Eran parecidas y, a la vez, eran distintas. Durante las horas que dediqué a observar los retratos, largos ratos de observación curiosa y fascinada, intenté descifrar sus detalles. Ambas eran jóvenes y bellas, de una belleza poco frecuente, que se alejaba de los cánones. La abuela tenía quizá la nariz demasiado grande, cosa que, al levantar la cabeza en la tela, la dotaba de un gesto un punto altivo. A mi madre le ocurría con la boca: unos labios incómodos para una señora de buena familia, porque eran carnosos en exceso. Me recordaban a la fruta cuando está muy madura, en el momento preciso en que la carne escapa del envoltorio débil de la piel y derrama jugos de melocotón o de ciruela. La mirada, sin embargo, las diferenciaba. Los ojos de garza de la abuela me miraban con una chispa de felicidad pequeña, de andar por casa. Observarlos me llevaba a pensar en cosas sencillas, sin complicaciones. Cosas como los cubrecamas de encaje que ella había tejido, o como los tarros de confitura, que aún se utilizaban en la cocina, donde había escrito con una caligrafía pulcrísima, un poco inclinada, los nombres de la frutas: albaricoque, cereza, ciruela, naranja. Decían que era una experta entre las cacerolas y los fogones. Entretenía las horas muertas de su juventud preparando helados, horneando tartas, o probando los guisados de carne que se cocinaban poco a poco en un puchero.

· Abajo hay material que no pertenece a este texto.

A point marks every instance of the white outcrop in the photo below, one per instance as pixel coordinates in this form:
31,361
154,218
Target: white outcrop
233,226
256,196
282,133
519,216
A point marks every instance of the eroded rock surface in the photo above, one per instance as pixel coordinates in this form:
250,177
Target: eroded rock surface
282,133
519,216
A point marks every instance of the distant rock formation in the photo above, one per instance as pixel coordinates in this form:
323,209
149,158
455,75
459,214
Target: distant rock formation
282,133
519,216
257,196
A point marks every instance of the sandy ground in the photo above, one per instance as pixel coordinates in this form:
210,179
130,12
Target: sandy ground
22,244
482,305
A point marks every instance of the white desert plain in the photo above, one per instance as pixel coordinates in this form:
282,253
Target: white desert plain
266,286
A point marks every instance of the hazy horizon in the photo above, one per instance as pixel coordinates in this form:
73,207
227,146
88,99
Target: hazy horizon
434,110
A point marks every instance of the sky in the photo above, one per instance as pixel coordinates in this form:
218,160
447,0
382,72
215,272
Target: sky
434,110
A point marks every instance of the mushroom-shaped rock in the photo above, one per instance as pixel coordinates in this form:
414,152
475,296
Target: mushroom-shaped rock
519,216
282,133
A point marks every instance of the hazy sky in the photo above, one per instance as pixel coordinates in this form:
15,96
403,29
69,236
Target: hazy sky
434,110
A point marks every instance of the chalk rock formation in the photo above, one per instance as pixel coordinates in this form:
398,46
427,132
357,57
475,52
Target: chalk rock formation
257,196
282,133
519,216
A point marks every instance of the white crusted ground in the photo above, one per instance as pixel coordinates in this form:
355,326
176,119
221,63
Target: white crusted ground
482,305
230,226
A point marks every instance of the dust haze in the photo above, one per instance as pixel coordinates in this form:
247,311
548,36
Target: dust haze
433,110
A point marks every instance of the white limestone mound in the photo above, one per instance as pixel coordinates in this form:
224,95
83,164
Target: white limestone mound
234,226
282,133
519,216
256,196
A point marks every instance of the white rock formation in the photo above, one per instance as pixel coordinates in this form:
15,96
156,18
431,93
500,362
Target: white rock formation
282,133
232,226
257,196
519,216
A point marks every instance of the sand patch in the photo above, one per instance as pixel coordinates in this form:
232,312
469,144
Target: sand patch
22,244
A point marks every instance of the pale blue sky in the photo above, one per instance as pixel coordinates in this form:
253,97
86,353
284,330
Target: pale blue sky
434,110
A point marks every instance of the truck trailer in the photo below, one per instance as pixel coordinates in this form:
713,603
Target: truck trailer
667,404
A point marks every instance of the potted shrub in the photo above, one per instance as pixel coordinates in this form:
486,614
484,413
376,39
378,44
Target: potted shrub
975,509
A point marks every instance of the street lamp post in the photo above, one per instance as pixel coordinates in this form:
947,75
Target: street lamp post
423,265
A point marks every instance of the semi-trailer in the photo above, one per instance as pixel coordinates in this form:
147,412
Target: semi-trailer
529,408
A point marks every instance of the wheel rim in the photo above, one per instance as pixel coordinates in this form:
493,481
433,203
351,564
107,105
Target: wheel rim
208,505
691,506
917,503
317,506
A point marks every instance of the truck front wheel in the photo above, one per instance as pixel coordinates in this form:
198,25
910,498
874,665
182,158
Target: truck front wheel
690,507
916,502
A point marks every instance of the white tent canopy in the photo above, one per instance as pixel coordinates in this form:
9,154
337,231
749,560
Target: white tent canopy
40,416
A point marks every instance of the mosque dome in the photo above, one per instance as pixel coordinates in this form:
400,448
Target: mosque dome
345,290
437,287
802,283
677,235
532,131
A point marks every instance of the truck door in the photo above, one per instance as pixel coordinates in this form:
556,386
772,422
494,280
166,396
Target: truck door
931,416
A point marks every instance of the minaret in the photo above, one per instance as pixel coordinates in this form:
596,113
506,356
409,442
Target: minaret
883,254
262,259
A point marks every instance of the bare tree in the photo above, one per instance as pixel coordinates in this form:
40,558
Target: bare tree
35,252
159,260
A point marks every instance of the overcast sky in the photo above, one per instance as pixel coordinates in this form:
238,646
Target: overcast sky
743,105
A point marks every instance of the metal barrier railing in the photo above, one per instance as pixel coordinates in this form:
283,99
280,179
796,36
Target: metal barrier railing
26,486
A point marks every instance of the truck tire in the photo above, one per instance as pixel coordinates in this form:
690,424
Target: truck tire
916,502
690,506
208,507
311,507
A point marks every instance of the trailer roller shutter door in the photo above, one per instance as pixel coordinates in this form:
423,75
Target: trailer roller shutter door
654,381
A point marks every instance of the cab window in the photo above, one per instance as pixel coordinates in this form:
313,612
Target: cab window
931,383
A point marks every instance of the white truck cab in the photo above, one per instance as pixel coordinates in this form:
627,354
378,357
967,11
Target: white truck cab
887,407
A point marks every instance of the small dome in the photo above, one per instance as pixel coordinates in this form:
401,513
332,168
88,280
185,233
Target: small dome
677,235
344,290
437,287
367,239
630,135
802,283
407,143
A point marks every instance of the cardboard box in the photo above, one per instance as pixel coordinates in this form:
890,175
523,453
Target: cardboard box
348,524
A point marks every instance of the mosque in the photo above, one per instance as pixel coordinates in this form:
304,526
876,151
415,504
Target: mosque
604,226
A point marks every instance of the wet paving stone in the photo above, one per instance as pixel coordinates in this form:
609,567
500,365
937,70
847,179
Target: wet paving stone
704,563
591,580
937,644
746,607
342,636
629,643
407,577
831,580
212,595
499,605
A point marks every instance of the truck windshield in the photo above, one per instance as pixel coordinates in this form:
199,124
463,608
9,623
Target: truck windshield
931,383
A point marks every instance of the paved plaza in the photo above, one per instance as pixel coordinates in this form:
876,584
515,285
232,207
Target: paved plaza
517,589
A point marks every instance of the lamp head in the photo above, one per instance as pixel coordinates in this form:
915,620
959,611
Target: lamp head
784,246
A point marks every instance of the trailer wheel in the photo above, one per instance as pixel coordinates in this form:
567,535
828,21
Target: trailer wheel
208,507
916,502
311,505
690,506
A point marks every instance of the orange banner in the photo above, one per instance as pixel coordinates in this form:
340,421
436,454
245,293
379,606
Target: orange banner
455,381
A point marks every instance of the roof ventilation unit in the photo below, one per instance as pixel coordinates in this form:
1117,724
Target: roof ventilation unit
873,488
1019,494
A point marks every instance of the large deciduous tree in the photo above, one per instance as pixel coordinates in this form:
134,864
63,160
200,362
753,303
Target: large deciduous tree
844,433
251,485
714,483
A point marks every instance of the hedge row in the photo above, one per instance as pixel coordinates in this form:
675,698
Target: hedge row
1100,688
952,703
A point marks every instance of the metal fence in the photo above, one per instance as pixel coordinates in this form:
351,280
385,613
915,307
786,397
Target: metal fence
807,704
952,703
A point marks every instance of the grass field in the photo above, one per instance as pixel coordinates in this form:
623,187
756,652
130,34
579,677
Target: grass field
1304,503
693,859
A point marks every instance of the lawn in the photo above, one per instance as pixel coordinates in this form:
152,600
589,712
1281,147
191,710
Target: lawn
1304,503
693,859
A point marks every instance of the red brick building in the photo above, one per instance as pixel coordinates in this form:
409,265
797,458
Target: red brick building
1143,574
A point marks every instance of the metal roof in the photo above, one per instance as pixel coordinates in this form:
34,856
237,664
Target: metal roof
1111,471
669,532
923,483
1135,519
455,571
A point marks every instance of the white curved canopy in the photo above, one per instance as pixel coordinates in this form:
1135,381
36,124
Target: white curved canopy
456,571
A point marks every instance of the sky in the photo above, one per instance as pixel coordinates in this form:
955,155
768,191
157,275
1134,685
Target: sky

La mirada de mi madre no tenía nada que ver con los bordados de la abuela. Ni tampoco con su paciencia en los fogones. Eran unos ojos que me producían una mezcla de sentimientos: por una parte, me inquietaban. Tiempo atrás, cuando era una cría, me habían enseñado a creer en los fantasmas. Descubrí que aquellos ojos no podían desaparecer y dejar al mundo a oscuras. Estaban ahí, jugando al escondite por los recodos de mi casa, ocultos en el mismo sitio donde yo me escondía. No sé si para huir de ellos o para encontrarlos. Por otra parte, me avergonzaban un poco. Eran unos ojos que reclamaban la vida, que la querían entera para exprimirla y agotarla, hasta que no quedara nada, ni una sola gota, en el pozo de la existencia. No se conformaban con la vida tranquila que, antes, había vivido la abuela en aquellas mismas paredes. La abuela, que tenía una mirada hambrienta de vivir, pero que no era como la otra, una exigencia permanente, confusa e inexplicable. Llevaba el pelo recogido en la nuca, pura convención, a propuesta seguramente del pintor, que debía de considerar excesivos sus rasgos de mujer que busca. El hombre se propondría contenerla y no se le ocurrió otra cosa que sujetarle el pelo: grave error. En realidad, el mechón huidizo era un signo de revuelta minúscula. La cabellera recogida servía, contradicciones del retrato, para subrayar el óvalo de la cara, la forma delicada de las sienes, la frente. Descubría las orejas menudas, el cuello provocadoramente desnudo, y una mirada demasiado intensa.